Drohobych is a town in the Lviv region of Ukraine, and the homeland of Bruno Schultz – a writer, literary critic, fine artist and teacher of art.
Schultz was born to Jewish parents and is regarded as one of the great Polish-language prose stylists of the 20th century. He attended school in Drohobych from 1902 to 1910, then went on to study architecture at Lviv Polytechnic. In 1917 he briefly studied architecture in Vienna.
Schultz was discouraged by influential colleagues from publishing his first short stories. However, that changed when several letters he wrote to a friend were brought to the attention of the famous Polish novelist Zofia Nałkowska. The letters detailed Schultz’s solitary life and the lives of his family and fellow citizens.
Nałkowska encouraged Schultz to have the letters published as short fiction. They were published in 1934 as The Cinnamon Shops. In English-speaking countries, it is most often referred to as The Street of Crocodiles.
He went on to write a number of critical essays for various newspapers, and short stories for magazines. Due to World War Two, much of his work has been lost.
In 1939, after the Nazi–Soviet invasion of Poland in World War II, Drohobych was occupied by the Soviet Union. Schultz had been working on a novel called The Messiah, but no trace of the manuscript survived his death.
As a Jew, Schultz was forced to live in the ghetto of Drohobych. However he was temporarily protected by Felix Landau, a Nazi Gestapo officer who admired his drawings. During the last weeks of his life, Schultz painted a mural in Landau's home in Drohobych. Shortly after completing the work, Schultz was walking home through the "Aryan quarter" with a loaf of bread when he was shot and killed by Karl Günther, another Gestapo officer.
Günther was a rival of Landau, who had killed Günther's "personal Jew." Subsequently, Schultz's mural was painted over and forgotten for a long time to come.

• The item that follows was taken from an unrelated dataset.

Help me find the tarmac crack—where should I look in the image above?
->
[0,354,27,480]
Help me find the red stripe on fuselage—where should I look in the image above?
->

In February 2001, Benjamin Geissler, a German documentary filmmaker, discovered the mural that Schultz had created for Landau. Polish conservation workers, who had begun the meticulous task of restoration, informed Yad Vashem, Israel’s official Holocaust memorial, of the findings. In May of that year representatives of Yad Vashem went to Drohobych to examine the mural. They removed five fragments of it and transported them to Jerusalem.
This created an international controversy, and public outrage in Poland and Ukraine, where Schulz is a beloved figure.
In 2008, the issue was resolved when Israel recognized the works as the property and cultural wealth of Ukraine, and Ukraine's Drohobych Museum agreed to lend the works to Yad Vashem as a long-term loan. The works went on public display in 2009.
In Drohobych you can see the house where Bruno Schultz lived. There is a memorial plaque not far away on Landau’s house, and another at the site where Schultz was shot.
You can see other beautiful Schultz frescoes in the local Drohobych art museum. As well Drohobych is host to the International Bruno Schultz Festival.